X-Eigentümer Elon Musk verstärkt zudem diesen Trend. Er hat sich öffentlich zur AfD bekannt und seine riesige Anhängerschaft aufgefordert, die Partei zu unterstützen. Des Weiteren führte er ein Interview mit Alice Weidel, das per Livestream übertragen wurde und die Präsenz der Partei zusätzlich erhöhte.

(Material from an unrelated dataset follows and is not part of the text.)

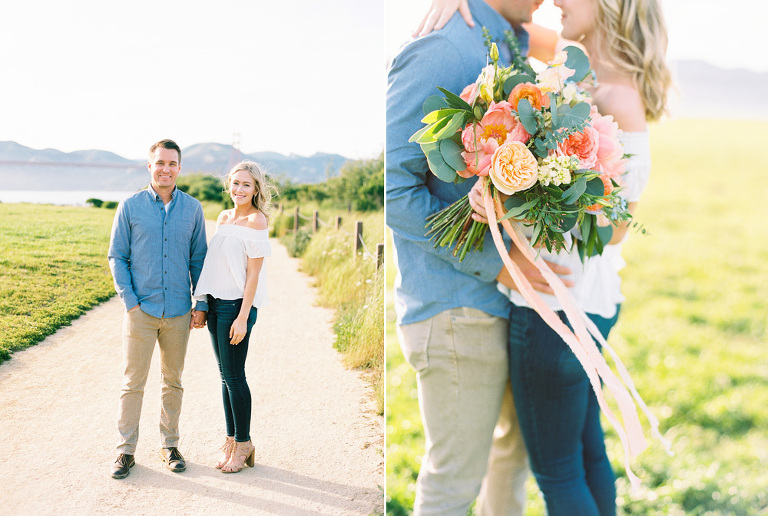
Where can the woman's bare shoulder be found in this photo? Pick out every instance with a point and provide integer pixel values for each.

TikTok wies die Ergebnisse der Studie zurück und kritisierte die angewandte Methodik. Die Untersuchung sei nicht aussagekräftig, da nur eine begrenzte Anzahl an Testkonten benutzt wurde. Auf die Vorwürfe von „Global Witness“ hat X bisher nicht reagiert. Musk betont immer wieder seinen Wunsch, die Plattform zu einem Ort uneingeschränkter Meinungsfreiheit zu gestalten. Kritiker hingegen sehen darin eine gezielte Unterstützung für rechte Narrative.
Studien zeigen, dass soziale Medien zunehmend zu zentralen Plattformen für die Verbreitung extremistischen Gedankenguts geworden sind. Besonders besorgniserregend ist, dass Jugendliche und Kinder dabei immer stärker ins Visier geraten. Diese sind häufig online, gut vernetzt und anfällig für gezielte Inhalte, wie die Bundeszentrale für politische Bildung ebenfalls hervorhebt.
Rechtsextreme Gruppierungen erkennen die Möglichkeiten sozialer Medien als Rekrutierungsort. Sie bieten einfache Antworten auf komplexe gesellschaftliche Probleme und erreichen durch ansprechenden, oft humorvollen Austausch eine stärkere Gemeinschaftsbildung via Memes und Videos.
Der Algorithmus erleichtert den Zugang zu digitalen Echokammern, in denen Radikalisierungen unbegrenzt geschehen können, wie das Bundesministerium des Innern und für Heimat bereits im Jahr 2022 in einem Bericht feststellte.
Ein weiteres Problem ist, dass problematische Inhalte trotz vorhandener Meldemöglichkeiten nicht konsequent entfernt werden. Plattformbetreiber verweisen zwar auf ihre Moderationsrichtlinien, jedoch bleiben extremistische Beiträge oft lange Zeit sichtbar. Das erweckt nicht nur den Eindruck, solche Ansichten seien akzeptabel, sie werden in der Realität tatsächlich gefestigt.
Besonders gefährlich ist diese Entwicklung für Jugendliche, die in der Phase ihrer politischen Meinungsfindung sind. Die Verbreitung rechter Narrative kann ihr Weltbild erheblich beeinflussen. Wer einmal in solche Strukturen hineinwächst, findet oft keinen Ausweg mehr.
„Global Witness“ fordert eine umfassende Untersuchung durch die Europäische Union. „Wir hoffen, dass die Kommission unsere Ergebnisse nutzt, um diese Verzerrung zu prüfen“, sagte Judson. Die Daten wurden bereits den entsprechenden EU-Behörden übergeben, die für die Umsetzung des Digital Services Act zuständig sind.
Der DSA soll die Plattformen zu mehr Transparenz anregen. Viele Vorschriften sind bislang jedoch noch nicht in Kraft. Besonders der Zugang zu nichtöffentlichen Plattformdaten für unabhängige Forscher bleibt problematisch.
„Zivilgesellschaftliche Organisationen sind gespannt, wann dieser Zugang gewährt wird“, erklärt Judson. Bis dahin bleibt unklar, ob Social-Media-Plattformen tatsächlich neutral sind oder unbeabsichtigt politische Narrative verzerren.